Equal Employment Opportunity Charge Processing Procedures

First of all, an employee who believes that his/her rights have been violated, can instantly file a charge of discrimination supported by the Equal Employment Opportunity Commission (EEOC). In addition, every employee, applicant or company can also file a charge, when another person faces similar issues by supporting and protecting him/her and his/her aggrieved identity. When a filing charge procedure is about to begin, the EEOC office should be properly informed in order to make the appropriate arrangements. Additionally, all the employees and candidates should take into consideration the "fact sheet" about the "Federal Sector Equal Employment Opportunity Complaint Processing". Apart from the previous actions, additional practices should be performed, since in order to file a charge, appropriate information should be provided. Most of the Laws that are enforced by the Equal Employment Opportunity Commission necessitate filing a charge with EEOC before a court case might be filed in the court. The time limits in order to file a charge are strict, since the charge should be composed within 180 days from the date the offence has been applied.
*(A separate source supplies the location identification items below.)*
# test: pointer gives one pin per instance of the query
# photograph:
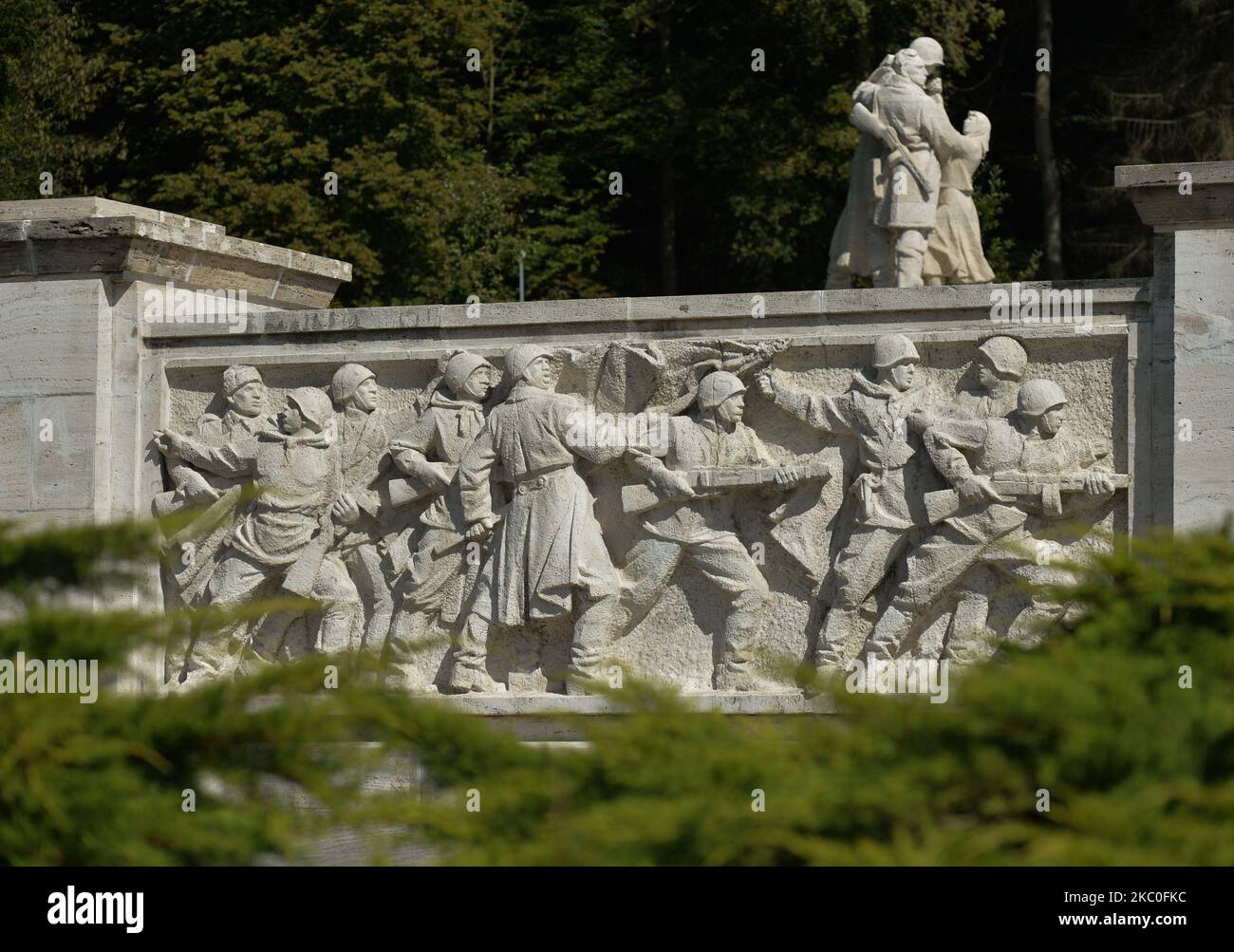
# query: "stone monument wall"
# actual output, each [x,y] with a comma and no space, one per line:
[102,357]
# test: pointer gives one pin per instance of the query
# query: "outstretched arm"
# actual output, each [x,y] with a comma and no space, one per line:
[827,415]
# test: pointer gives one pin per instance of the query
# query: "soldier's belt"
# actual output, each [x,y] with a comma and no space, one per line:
[1020,489]
[715,481]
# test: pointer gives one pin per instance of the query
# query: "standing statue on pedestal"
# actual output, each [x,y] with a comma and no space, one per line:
[954,252]
[896,172]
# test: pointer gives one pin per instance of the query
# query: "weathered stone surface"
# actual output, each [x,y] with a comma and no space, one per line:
[1191,206]
[444,480]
However, the Equal Pay Act does not cover those time limits, since that Act does not necessitate to first filing a charge with the support of EEOC in order to go to the court legally.
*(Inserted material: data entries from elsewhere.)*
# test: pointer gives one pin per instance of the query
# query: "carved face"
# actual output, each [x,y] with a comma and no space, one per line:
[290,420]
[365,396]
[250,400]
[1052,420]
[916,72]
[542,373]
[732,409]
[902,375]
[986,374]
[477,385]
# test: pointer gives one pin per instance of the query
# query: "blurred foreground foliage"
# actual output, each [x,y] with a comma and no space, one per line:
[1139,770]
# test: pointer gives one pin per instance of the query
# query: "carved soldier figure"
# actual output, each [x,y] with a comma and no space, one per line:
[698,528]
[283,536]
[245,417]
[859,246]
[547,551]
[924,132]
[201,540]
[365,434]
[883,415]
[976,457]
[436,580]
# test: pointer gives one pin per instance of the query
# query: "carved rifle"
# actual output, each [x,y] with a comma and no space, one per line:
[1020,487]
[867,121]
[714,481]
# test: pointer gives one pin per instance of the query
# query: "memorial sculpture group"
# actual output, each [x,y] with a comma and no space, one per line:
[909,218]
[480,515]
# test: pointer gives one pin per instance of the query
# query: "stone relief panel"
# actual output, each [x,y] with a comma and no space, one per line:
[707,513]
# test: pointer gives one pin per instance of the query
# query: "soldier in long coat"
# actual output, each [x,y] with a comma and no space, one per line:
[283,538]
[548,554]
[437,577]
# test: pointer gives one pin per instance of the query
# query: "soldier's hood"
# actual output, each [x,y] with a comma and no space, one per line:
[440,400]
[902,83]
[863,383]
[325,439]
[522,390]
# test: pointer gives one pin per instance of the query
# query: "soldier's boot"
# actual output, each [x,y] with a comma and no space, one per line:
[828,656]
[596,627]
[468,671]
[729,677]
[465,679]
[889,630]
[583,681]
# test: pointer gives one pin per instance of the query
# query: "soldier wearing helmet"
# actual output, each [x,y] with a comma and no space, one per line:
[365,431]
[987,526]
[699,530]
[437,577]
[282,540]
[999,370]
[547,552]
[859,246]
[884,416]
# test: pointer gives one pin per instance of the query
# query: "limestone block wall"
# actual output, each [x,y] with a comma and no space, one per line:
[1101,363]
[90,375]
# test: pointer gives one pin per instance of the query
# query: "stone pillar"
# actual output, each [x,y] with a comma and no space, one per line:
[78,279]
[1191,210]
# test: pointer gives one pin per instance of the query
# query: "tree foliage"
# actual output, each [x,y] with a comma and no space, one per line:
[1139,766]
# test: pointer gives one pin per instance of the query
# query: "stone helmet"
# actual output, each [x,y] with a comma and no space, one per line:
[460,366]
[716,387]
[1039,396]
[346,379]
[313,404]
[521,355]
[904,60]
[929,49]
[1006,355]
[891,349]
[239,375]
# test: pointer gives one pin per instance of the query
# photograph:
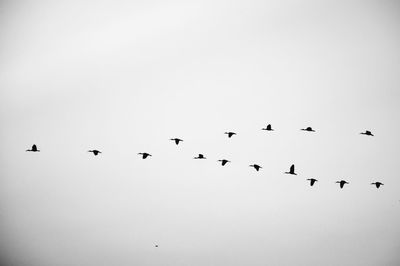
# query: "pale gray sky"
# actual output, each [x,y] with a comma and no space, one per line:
[125,76]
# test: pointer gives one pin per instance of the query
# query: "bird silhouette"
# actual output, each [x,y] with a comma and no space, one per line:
[342,183]
[255,166]
[367,133]
[95,152]
[33,149]
[377,184]
[308,129]
[176,140]
[312,181]
[144,154]
[268,128]
[230,134]
[224,161]
[291,171]
[200,156]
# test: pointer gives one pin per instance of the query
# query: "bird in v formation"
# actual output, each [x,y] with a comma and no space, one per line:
[257,167]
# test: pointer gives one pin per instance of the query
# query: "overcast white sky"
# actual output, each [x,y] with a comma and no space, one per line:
[125,76]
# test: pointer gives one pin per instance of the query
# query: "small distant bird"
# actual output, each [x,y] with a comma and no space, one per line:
[308,129]
[268,128]
[255,166]
[224,161]
[291,171]
[342,183]
[200,156]
[95,152]
[230,134]
[377,184]
[367,133]
[144,154]
[177,140]
[33,149]
[312,181]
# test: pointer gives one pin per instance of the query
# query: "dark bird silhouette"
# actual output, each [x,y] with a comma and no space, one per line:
[230,134]
[33,149]
[255,166]
[95,152]
[367,133]
[177,140]
[377,184]
[312,181]
[291,171]
[224,161]
[200,156]
[308,129]
[342,183]
[268,128]
[144,154]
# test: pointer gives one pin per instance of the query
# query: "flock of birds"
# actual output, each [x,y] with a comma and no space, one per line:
[223,162]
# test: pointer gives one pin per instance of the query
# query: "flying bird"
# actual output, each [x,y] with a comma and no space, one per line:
[255,166]
[342,183]
[95,152]
[144,154]
[367,133]
[377,184]
[309,129]
[312,181]
[268,128]
[224,161]
[291,171]
[230,134]
[200,156]
[33,149]
[177,140]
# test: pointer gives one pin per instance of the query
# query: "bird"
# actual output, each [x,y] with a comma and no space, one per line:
[200,156]
[308,129]
[342,183]
[377,184]
[230,134]
[256,166]
[177,140]
[268,128]
[291,171]
[95,152]
[312,181]
[367,133]
[33,149]
[144,154]
[224,161]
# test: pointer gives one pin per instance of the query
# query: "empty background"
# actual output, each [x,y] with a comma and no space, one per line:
[124,77]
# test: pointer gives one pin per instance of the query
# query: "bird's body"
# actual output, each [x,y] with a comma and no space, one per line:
[95,152]
[33,149]
[312,181]
[224,161]
[144,154]
[230,134]
[291,170]
[268,128]
[377,184]
[256,166]
[177,140]
[342,183]
[309,129]
[367,133]
[200,156]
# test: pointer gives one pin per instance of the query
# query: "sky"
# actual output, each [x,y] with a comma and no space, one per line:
[126,76]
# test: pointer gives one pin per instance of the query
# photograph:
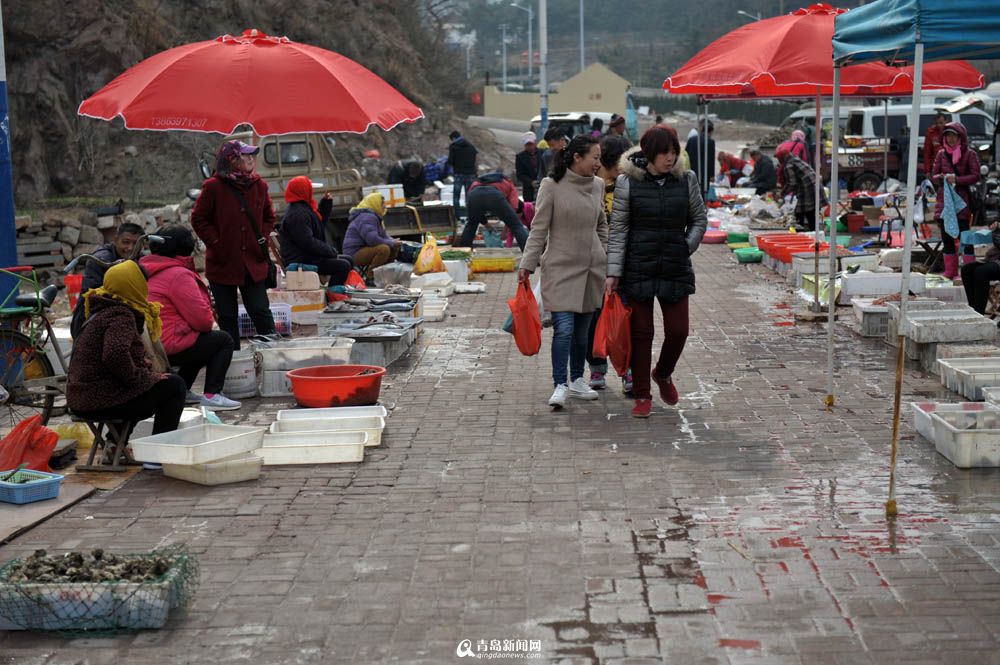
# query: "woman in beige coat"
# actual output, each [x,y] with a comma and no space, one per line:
[571,228]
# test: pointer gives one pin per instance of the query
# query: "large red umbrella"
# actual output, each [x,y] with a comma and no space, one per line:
[271,83]
[792,56]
In the United States of America, many of those states use anti-discrimination laws and have organization that actually enforce those laws and are totally responsible for protecting and maintaining them. The Equal Employment Opportunity Commission calls these organizations as "Fair Employment Practices Agencies" (FEPA). EEOC and FEPA avoid repetition of effort, when simultaneously guaranteeing that the charging party's rights under the particular state law. There are actually to different types of filing a charge under the oversight of EEOC with FEPA. On the one hand, if a charge is filed with a FEPA and simultaneously is covered by the federal law, the FEPA can "dual file" the charge with EEOC in order to protect the federal rights. On the other hand, if a charge is filed with EEOC and simultaneously is covered by the federal law, EEOC can "dual file" the charge with the local FEPA and normally maintains charge for handling.
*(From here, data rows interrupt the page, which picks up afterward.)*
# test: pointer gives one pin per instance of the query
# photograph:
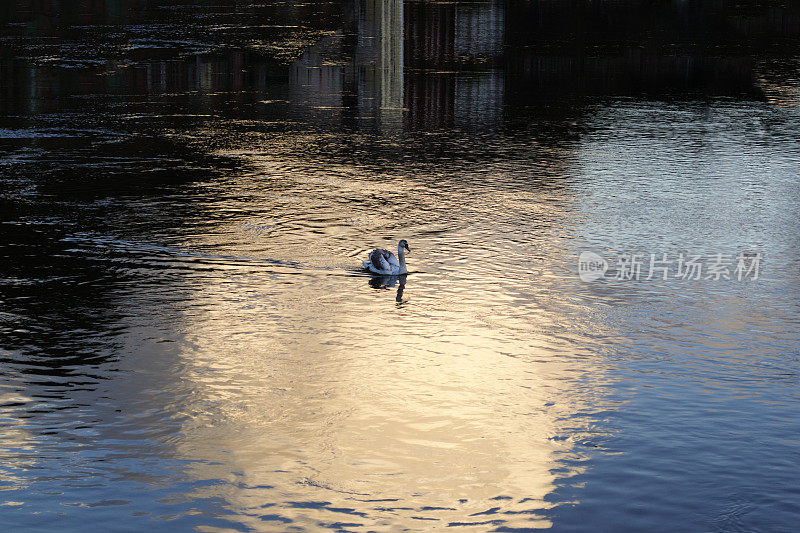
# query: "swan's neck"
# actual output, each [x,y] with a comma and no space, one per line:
[401,255]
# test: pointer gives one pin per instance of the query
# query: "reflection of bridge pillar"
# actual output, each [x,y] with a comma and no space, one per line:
[378,58]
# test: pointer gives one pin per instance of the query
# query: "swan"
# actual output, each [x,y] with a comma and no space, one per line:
[384,262]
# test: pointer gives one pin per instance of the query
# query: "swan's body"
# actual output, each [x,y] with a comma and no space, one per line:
[384,262]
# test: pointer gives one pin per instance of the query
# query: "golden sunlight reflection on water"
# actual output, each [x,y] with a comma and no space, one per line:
[328,398]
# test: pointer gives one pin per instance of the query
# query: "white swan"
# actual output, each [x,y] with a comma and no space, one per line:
[384,262]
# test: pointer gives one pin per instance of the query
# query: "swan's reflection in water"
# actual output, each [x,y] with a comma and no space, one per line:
[389,282]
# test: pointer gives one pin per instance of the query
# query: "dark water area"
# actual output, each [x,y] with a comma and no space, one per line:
[187,190]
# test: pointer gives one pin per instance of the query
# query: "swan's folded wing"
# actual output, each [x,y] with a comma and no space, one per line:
[381,259]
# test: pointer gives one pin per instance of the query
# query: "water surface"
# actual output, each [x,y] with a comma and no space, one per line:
[188,189]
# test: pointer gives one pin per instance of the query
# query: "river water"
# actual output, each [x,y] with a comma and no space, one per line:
[188,189]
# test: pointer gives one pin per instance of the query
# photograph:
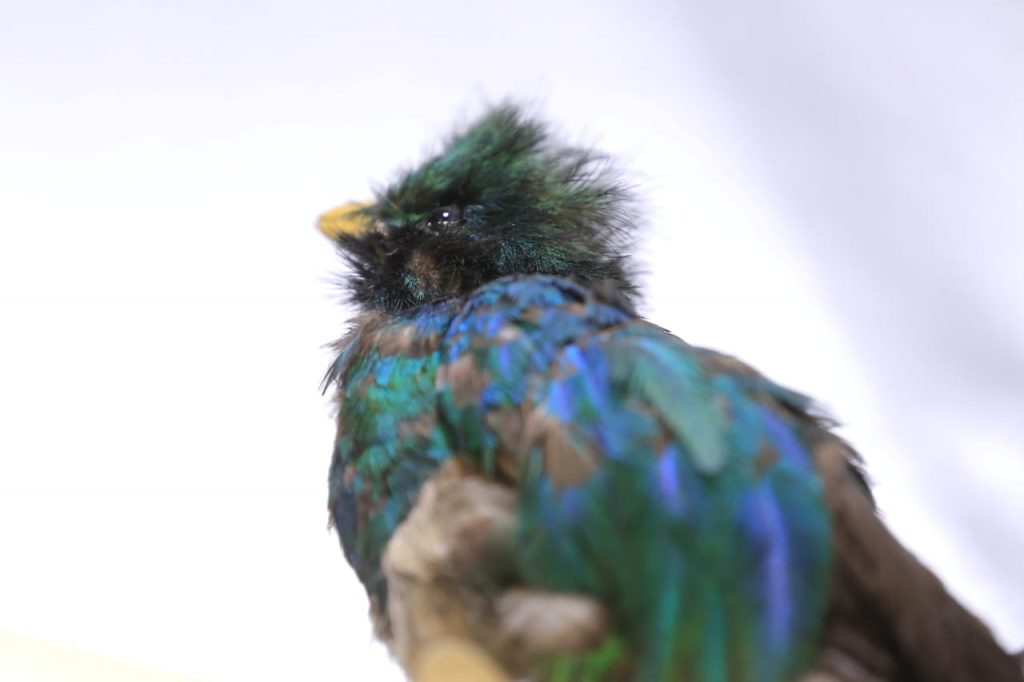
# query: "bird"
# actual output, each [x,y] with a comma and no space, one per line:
[525,463]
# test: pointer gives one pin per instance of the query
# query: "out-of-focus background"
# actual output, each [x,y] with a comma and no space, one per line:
[833,193]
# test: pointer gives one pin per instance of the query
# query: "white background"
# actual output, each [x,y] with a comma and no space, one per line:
[833,194]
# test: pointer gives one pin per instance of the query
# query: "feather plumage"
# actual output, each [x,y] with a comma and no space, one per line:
[710,512]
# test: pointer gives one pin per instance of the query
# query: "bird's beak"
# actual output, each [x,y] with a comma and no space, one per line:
[348,219]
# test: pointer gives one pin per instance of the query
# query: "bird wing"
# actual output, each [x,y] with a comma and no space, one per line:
[670,481]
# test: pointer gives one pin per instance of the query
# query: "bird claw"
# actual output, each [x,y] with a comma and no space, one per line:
[450,566]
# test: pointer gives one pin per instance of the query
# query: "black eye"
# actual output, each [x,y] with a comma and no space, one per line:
[442,217]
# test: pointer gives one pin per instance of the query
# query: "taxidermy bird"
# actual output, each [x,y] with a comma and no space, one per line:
[525,464]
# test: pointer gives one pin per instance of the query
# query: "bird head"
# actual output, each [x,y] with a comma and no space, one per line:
[502,198]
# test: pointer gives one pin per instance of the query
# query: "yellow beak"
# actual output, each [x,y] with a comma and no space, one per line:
[346,219]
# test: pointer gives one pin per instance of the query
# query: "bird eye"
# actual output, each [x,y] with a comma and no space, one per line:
[442,217]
Conclusively, we can observe that the main anti-discrimination regulation system covers everyone according to under the proper oversight of Equal Employment Opportunity Commission, which enforce all the laws and acts that are previously mentioned in that document. The fact that the Commission supports so strongly these anti-discrimination laws, demonstrates the respect and integrity they show for the lawful rights of all employees and employers who work in the United States of America. Illegal means should not take place, and according to the EEOC everyone is covered and protected by these laws, even if the circumstances are ominous. Discrimination should be abandoned in any case, since the consequences are devastating for employers that breach those laws and perform any discriminatory practices.